Pandangan negara tentang sikap toleransi sejatinya tertuang di dalam UUD 1945 Pasal 28E ayat (1), Pasal 29 ayat (1) dan (2) dan UU No. 39 Tahun 1999 tentang Hak Asasi Manusia. Tujuan dari penelitian ini adalah untuk menganalisis implementasi UUD 1945 Pasal 28E ayat (1), Pasal 29 ayat (1) dan (2) dan UU No. 39 Tahun 1999 tentang Hak Asasi Manusia, Pasal 22 ayat (1) dan (2) dalam kebijakan pemerintah Kota Salatiga dan mengetahui faktor apa saja yang membuat warga Salatiga mampu mengembangkan sikap toleran dalam kehidupan bermasyarakat. Tipe penelitian ini adalah penelitian hukum empiris/sosiologis dengan data primer yang menjadi sumber penelitian ini. Analisis data dilakukan secara kualitatif dengan menggunakan logika deduktif.
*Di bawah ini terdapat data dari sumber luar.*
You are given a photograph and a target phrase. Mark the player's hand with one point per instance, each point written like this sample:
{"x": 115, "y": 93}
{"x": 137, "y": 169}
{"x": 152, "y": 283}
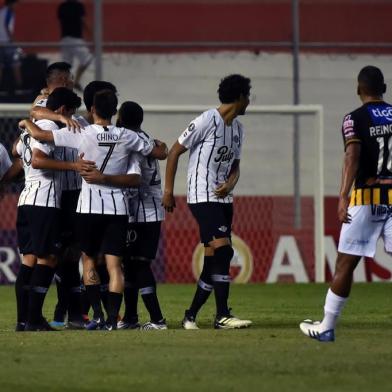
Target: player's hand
{"x": 168, "y": 202}
{"x": 82, "y": 165}
{"x": 70, "y": 123}
{"x": 22, "y": 124}
{"x": 223, "y": 190}
{"x": 343, "y": 215}
{"x": 93, "y": 176}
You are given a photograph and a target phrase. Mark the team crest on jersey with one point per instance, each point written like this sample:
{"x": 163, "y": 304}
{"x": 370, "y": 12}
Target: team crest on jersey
{"x": 241, "y": 265}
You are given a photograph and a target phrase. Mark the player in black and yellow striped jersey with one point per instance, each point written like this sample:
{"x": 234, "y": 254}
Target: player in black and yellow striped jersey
{"x": 366, "y": 215}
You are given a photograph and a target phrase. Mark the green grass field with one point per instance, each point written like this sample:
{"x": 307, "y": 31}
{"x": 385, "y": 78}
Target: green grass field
{"x": 272, "y": 355}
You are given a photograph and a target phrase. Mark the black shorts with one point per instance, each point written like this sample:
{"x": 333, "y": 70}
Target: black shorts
{"x": 69, "y": 202}
{"x": 143, "y": 240}
{"x": 214, "y": 220}
{"x": 38, "y": 230}
{"x": 105, "y": 234}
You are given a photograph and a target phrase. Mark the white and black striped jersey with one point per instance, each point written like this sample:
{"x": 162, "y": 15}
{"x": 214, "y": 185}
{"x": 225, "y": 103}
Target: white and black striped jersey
{"x": 213, "y": 146}
{"x": 5, "y": 161}
{"x": 70, "y": 179}
{"x": 114, "y": 150}
{"x": 145, "y": 203}
{"x": 42, "y": 187}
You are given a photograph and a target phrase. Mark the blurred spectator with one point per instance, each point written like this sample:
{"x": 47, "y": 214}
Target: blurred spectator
{"x": 10, "y": 55}
{"x": 71, "y": 14}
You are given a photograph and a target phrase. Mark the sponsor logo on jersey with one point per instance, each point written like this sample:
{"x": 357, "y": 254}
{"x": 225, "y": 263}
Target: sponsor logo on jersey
{"x": 224, "y": 154}
{"x": 107, "y": 137}
{"x": 381, "y": 115}
{"x": 241, "y": 265}
{"x": 348, "y": 127}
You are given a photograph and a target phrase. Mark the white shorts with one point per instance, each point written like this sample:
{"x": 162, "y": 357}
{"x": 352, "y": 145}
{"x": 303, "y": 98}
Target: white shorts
{"x": 80, "y": 50}
{"x": 368, "y": 223}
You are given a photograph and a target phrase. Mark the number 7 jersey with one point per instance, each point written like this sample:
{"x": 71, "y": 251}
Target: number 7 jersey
{"x": 114, "y": 150}
{"x": 371, "y": 126}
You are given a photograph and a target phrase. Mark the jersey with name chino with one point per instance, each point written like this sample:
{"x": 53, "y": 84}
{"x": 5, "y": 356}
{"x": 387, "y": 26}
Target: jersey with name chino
{"x": 115, "y": 152}
{"x": 213, "y": 147}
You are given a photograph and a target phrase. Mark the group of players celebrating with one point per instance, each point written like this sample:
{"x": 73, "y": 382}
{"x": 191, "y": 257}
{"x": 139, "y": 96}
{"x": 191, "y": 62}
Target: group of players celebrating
{"x": 93, "y": 192}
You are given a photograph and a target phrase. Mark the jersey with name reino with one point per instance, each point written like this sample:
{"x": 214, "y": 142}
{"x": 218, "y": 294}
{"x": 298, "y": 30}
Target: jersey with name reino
{"x": 145, "y": 203}
{"x": 114, "y": 151}
{"x": 213, "y": 147}
{"x": 371, "y": 126}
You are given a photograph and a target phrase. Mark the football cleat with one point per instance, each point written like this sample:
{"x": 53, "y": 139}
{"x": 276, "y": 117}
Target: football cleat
{"x": 128, "y": 325}
{"x": 314, "y": 330}
{"x": 75, "y": 324}
{"x": 20, "y": 327}
{"x": 231, "y": 322}
{"x": 57, "y": 324}
{"x": 43, "y": 326}
{"x": 95, "y": 324}
{"x": 189, "y": 322}
{"x": 160, "y": 325}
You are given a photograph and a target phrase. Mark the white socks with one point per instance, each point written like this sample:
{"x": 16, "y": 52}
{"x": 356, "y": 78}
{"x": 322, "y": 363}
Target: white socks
{"x": 332, "y": 309}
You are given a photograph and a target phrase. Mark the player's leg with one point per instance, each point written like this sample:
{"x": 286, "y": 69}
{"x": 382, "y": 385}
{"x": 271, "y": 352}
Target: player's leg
{"x": 113, "y": 246}
{"x": 203, "y": 290}
{"x": 116, "y": 289}
{"x": 90, "y": 234}
{"x": 46, "y": 245}
{"x": 92, "y": 283}
{"x": 357, "y": 239}
{"x": 22, "y": 283}
{"x": 131, "y": 290}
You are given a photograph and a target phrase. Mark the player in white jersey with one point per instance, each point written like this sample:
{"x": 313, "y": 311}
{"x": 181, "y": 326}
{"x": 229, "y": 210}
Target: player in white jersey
{"x": 8, "y": 169}
{"x": 145, "y": 216}
{"x": 38, "y": 213}
{"x": 214, "y": 140}
{"x": 102, "y": 208}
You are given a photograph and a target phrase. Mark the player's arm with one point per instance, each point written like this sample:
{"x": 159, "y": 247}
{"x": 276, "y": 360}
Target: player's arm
{"x": 168, "y": 201}
{"x": 222, "y": 190}
{"x": 13, "y": 172}
{"x": 36, "y": 132}
{"x": 40, "y": 160}
{"x": 159, "y": 151}
{"x": 119, "y": 181}
{"x": 349, "y": 171}
{"x": 42, "y": 113}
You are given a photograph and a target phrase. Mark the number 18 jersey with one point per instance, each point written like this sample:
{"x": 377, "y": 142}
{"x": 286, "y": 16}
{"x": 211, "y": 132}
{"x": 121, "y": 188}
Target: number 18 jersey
{"x": 371, "y": 126}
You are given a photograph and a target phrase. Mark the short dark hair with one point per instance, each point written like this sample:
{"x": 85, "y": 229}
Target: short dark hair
{"x": 371, "y": 80}
{"x": 92, "y": 88}
{"x": 53, "y": 71}
{"x": 63, "y": 96}
{"x": 232, "y": 87}
{"x": 105, "y": 104}
{"x": 130, "y": 115}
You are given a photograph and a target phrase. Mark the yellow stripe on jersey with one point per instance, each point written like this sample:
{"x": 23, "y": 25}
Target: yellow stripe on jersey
{"x": 366, "y": 196}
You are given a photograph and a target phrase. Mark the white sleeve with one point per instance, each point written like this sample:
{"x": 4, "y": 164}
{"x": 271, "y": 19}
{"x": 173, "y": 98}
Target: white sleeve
{"x": 238, "y": 143}
{"x": 19, "y": 147}
{"x": 138, "y": 143}
{"x": 195, "y": 132}
{"x": 5, "y": 161}
{"x": 65, "y": 138}
{"x": 134, "y": 164}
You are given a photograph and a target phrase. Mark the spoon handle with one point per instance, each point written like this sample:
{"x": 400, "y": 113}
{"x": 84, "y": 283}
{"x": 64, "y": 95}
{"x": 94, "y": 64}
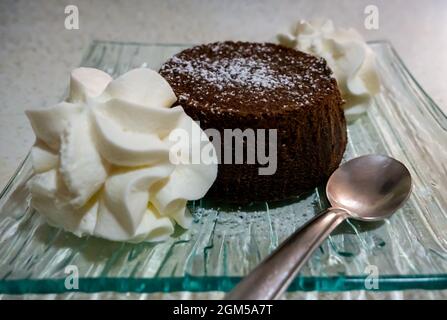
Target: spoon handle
{"x": 273, "y": 276}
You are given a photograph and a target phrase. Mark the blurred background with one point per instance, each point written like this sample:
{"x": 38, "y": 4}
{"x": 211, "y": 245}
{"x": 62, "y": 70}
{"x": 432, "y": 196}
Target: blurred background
{"x": 37, "y": 52}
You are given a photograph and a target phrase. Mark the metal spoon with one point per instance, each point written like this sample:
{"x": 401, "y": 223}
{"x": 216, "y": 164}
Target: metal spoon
{"x": 367, "y": 188}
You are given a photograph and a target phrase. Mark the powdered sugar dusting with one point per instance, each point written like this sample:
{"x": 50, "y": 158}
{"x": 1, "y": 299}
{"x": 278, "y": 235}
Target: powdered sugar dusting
{"x": 231, "y": 72}
{"x": 238, "y": 76}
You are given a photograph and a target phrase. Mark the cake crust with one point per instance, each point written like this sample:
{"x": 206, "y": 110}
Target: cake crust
{"x": 229, "y": 85}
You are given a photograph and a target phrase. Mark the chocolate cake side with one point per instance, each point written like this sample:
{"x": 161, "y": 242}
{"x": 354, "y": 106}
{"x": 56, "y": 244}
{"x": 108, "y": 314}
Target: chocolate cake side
{"x": 245, "y": 85}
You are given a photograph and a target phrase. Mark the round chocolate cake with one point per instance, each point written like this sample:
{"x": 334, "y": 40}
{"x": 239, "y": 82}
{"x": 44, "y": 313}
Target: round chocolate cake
{"x": 242, "y": 85}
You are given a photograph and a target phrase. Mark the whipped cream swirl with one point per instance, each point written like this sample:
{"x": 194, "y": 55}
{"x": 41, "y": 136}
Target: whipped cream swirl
{"x": 102, "y": 158}
{"x": 346, "y": 53}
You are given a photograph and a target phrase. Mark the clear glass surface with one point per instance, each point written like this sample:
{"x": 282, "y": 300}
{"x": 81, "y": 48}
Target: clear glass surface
{"x": 407, "y": 251}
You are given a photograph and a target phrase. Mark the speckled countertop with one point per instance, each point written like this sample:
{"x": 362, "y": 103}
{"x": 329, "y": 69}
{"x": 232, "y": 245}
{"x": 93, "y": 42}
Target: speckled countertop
{"x": 37, "y": 52}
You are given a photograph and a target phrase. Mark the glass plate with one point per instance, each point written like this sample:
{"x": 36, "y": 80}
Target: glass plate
{"x": 407, "y": 251}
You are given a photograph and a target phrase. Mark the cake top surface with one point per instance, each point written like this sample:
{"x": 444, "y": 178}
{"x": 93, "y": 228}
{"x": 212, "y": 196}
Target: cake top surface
{"x": 248, "y": 77}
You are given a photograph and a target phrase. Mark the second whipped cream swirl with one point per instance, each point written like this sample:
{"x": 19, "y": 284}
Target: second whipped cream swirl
{"x": 348, "y": 56}
{"x": 102, "y": 158}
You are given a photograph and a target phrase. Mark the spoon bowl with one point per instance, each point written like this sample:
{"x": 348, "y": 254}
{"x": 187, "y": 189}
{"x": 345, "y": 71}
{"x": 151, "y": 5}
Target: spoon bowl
{"x": 367, "y": 188}
{"x": 370, "y": 187}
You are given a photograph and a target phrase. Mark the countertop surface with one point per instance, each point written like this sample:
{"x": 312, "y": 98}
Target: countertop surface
{"x": 37, "y": 52}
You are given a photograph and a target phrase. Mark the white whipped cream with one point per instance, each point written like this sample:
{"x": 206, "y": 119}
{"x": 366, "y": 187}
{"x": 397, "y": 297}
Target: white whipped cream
{"x": 102, "y": 163}
{"x": 346, "y": 53}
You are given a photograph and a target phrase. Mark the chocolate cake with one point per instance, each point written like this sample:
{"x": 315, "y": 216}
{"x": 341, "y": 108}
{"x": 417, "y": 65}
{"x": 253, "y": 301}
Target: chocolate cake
{"x": 228, "y": 85}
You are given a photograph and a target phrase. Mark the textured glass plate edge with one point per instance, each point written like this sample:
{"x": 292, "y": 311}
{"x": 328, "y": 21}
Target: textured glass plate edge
{"x": 220, "y": 283}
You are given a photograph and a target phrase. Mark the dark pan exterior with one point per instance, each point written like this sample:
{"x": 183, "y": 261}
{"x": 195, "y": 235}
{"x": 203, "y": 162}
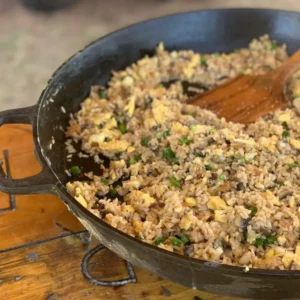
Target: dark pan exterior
{"x": 206, "y": 31}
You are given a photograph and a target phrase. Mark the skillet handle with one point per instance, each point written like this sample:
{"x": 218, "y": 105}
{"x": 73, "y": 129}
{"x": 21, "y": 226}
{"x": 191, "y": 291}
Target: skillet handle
{"x": 42, "y": 182}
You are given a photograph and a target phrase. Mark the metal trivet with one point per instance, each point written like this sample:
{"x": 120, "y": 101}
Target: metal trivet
{"x": 84, "y": 268}
{"x": 12, "y": 198}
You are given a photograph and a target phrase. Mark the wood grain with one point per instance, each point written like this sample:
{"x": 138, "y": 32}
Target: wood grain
{"x": 36, "y": 217}
{"x": 55, "y": 272}
{"x": 247, "y": 98}
{"x": 41, "y": 247}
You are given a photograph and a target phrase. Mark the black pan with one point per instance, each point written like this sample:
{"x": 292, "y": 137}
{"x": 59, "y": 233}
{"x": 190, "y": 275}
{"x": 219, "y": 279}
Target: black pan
{"x": 206, "y": 31}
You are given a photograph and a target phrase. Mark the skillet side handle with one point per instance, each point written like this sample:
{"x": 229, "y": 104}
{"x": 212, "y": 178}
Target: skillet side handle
{"x": 42, "y": 182}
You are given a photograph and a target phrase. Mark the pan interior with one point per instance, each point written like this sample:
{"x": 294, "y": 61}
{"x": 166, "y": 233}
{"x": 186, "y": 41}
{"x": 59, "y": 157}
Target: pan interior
{"x": 205, "y": 31}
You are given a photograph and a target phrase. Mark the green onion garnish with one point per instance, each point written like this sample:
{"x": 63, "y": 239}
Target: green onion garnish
{"x": 272, "y": 46}
{"x": 296, "y": 95}
{"x": 75, "y": 170}
{"x": 264, "y": 241}
{"x": 222, "y": 177}
{"x": 166, "y": 133}
{"x": 203, "y": 60}
{"x": 122, "y": 128}
{"x": 176, "y": 242}
{"x": 135, "y": 159}
{"x": 113, "y": 193}
{"x": 286, "y": 134}
{"x": 145, "y": 141}
{"x": 253, "y": 210}
{"x": 270, "y": 240}
{"x": 184, "y": 141}
{"x": 243, "y": 160}
{"x": 158, "y": 241}
{"x": 293, "y": 166}
{"x": 103, "y": 94}
{"x": 104, "y": 181}
{"x": 259, "y": 241}
{"x": 169, "y": 155}
{"x": 185, "y": 239}
{"x": 175, "y": 182}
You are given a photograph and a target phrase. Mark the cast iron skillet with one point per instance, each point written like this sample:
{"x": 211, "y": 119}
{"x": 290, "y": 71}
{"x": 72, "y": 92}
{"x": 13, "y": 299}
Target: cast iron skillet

Implementasi UUD 1945 Pasal 28E ayat (1), Pasal 29 ayat (1) dan (2) dan UU No. 39 Tahun 1999 tentang Hak Asasi Manusia, Pasal 22 ayat (1) dan (2) diwujudkan melalui slogan Kota Salatiga yaitu “Hati Beriman.” Selain itu, dalam aspek anggaran, bisa dilihat dalam tabel Indikasi Rencana Program Prioritas Pendanaan Kota Salatiga Tahun 2017-2022, pada instansi Badan Kesatuan Bangsa dan Politik, terdapat program pengembangan wawasan kebangsaan dengan indikator kinerja persentase pemahaman masyarakat terhadap kebangsaan. Sinergitas antara tokoh masyarakat, tokoh agama, dan tokoh intelektual menjadi faktor kuatnya kehidupan toleransi di Kota Salatiga.